Мы приканчиваем борщ и пьем чай (кофе остыл и стал непригоден для питья) с печеньем, болтая на отвлеченные темы. Маргарита даже делится со мной рецептом маски для лица и парочкой других женских хитростей. Поучать ей явно в удовольствие. Я не против, ведь когда еще представится возможность получить совет от актрисы и модели, знающей толк во всем, что касается ухода за собой?
— Можешь лечь в комнате, если хочешь, — зевнув, предлагаю я. Уже почти два часа ночи, и меня клонит в сон. — Или на диване с Соней. Но она пинается.
Маргарита не желает быть избитой моей подругой, и я стелю ей в Аниной комнате. Все равно тетки моей не будет еще два дня.
— Спокойной ночи, — говорит мне девушка и скрывается за дверью спальни.
— Спокойной, — эхом отзываюсь я и бреду к своей пинающейся подруге на диван.
========== Глава тринадцатая ==========
Пункт девятнадцатый:
Она сколько угодно может
потешаться над тобой и всячески баловаться.
Это еще один повод показать тебе,
насколько ты ей дорог.
Готовься удивляться.
Утром следующего дня мы втроем — Маргарита, Соня и я — отправляемся проведать парней, предвкушая стенания. Даже запаслись аспирином, дабы облегчить их страдания. Мы же милосердные и любящие, да.

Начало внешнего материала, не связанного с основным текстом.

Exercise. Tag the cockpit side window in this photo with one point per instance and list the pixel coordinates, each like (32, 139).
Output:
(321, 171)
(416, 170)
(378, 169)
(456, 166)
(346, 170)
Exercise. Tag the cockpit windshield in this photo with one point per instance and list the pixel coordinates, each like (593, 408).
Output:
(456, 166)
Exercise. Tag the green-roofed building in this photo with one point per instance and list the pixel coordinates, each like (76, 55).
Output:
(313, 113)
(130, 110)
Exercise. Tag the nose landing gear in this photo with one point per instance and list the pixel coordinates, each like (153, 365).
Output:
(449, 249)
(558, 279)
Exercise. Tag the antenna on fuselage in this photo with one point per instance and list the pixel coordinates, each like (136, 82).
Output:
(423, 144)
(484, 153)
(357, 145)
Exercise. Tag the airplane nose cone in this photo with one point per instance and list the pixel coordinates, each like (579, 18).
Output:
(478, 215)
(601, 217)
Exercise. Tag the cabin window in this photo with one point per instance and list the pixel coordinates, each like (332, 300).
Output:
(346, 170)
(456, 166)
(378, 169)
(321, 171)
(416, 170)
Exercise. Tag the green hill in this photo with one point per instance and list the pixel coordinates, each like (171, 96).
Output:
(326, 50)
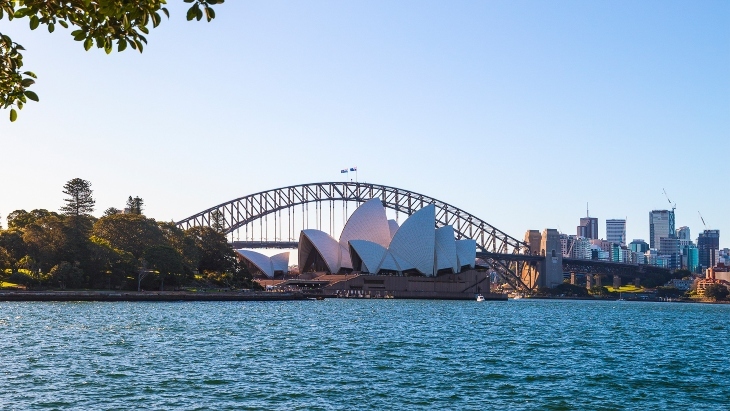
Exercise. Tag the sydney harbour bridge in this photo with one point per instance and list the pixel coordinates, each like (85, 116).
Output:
(273, 218)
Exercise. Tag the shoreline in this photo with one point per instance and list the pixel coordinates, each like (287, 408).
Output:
(118, 296)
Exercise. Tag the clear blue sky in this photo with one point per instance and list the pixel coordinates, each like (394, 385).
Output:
(519, 112)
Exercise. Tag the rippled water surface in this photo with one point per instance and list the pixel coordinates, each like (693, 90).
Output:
(365, 354)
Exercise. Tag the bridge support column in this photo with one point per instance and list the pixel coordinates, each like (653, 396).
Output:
(616, 281)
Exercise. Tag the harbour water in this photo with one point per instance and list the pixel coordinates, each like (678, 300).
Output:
(364, 354)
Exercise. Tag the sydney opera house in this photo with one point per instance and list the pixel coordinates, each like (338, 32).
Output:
(372, 244)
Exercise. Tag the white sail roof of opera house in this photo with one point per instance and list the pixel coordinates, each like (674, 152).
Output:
(367, 254)
(446, 249)
(368, 222)
(466, 252)
(393, 226)
(414, 242)
(267, 265)
(316, 243)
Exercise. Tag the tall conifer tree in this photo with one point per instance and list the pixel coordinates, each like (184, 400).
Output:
(80, 200)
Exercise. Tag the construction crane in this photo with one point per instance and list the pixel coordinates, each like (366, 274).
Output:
(674, 206)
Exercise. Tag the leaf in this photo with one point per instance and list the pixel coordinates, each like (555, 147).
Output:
(31, 95)
(209, 13)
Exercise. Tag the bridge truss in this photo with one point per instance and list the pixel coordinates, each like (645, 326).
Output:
(232, 215)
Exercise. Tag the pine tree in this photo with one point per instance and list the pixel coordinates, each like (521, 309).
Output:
(80, 201)
(135, 205)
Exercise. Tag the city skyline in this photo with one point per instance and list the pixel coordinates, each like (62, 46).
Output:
(394, 90)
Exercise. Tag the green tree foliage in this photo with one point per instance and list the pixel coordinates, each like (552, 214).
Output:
(716, 292)
(104, 23)
(214, 252)
(72, 250)
(135, 205)
(132, 233)
(111, 211)
(80, 200)
(12, 241)
(22, 218)
(67, 275)
(165, 260)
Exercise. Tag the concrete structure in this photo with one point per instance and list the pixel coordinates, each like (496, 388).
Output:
(670, 247)
(588, 228)
(616, 231)
(369, 244)
(639, 246)
(661, 224)
(551, 271)
(260, 264)
(708, 243)
(683, 233)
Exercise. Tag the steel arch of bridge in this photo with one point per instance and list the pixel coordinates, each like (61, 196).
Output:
(244, 210)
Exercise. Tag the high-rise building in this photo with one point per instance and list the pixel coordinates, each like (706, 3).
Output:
(639, 246)
(707, 243)
(669, 247)
(683, 233)
(690, 258)
(588, 228)
(616, 231)
(661, 225)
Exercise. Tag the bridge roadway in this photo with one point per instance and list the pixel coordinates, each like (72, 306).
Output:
(569, 264)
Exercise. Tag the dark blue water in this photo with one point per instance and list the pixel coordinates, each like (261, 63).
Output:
(365, 354)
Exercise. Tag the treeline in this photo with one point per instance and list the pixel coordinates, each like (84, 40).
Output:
(73, 249)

В квартире тихо, разве что раздастся время от времени всхрапывание из какого-нибудь угла. Зато какой чудный аромат стоит! Такой чудный, что пока закрыты окна, дышим исключительно через ткань. Маргарита, не говоря ни слова, манит нас в ванную, где распахивает дверцы навесного шкафчика, явив целую косметическую армию. Столько тюбиков, баночек, коробочек, кисточек и карандашей я видела только в магазинах косметики. Пакостливо захихикав, Маргарита указывает на неопознанное тело, завернувшееся в шторку.
Ничто так не сближает женщин, как пакость, сделанная вместе.
***
Ресницы у Эда длиннее моих. Это я выясняю, когда старательно прокрашиваю их черной водостойкой тушью. Он не реагирует на манипуляции до тех пор, пока я не начинаю обводить персиковым карандашом контур его губ. Антон, чей фингал Соня уже полчаса замазывает корректором, все еще спит как сурок.
Эдвард первым делом морщится. Потом, не открывая глаз, стонет и прижимает руку ко лбу. А я только прошлась по его лицу бронзером! Смажет же все!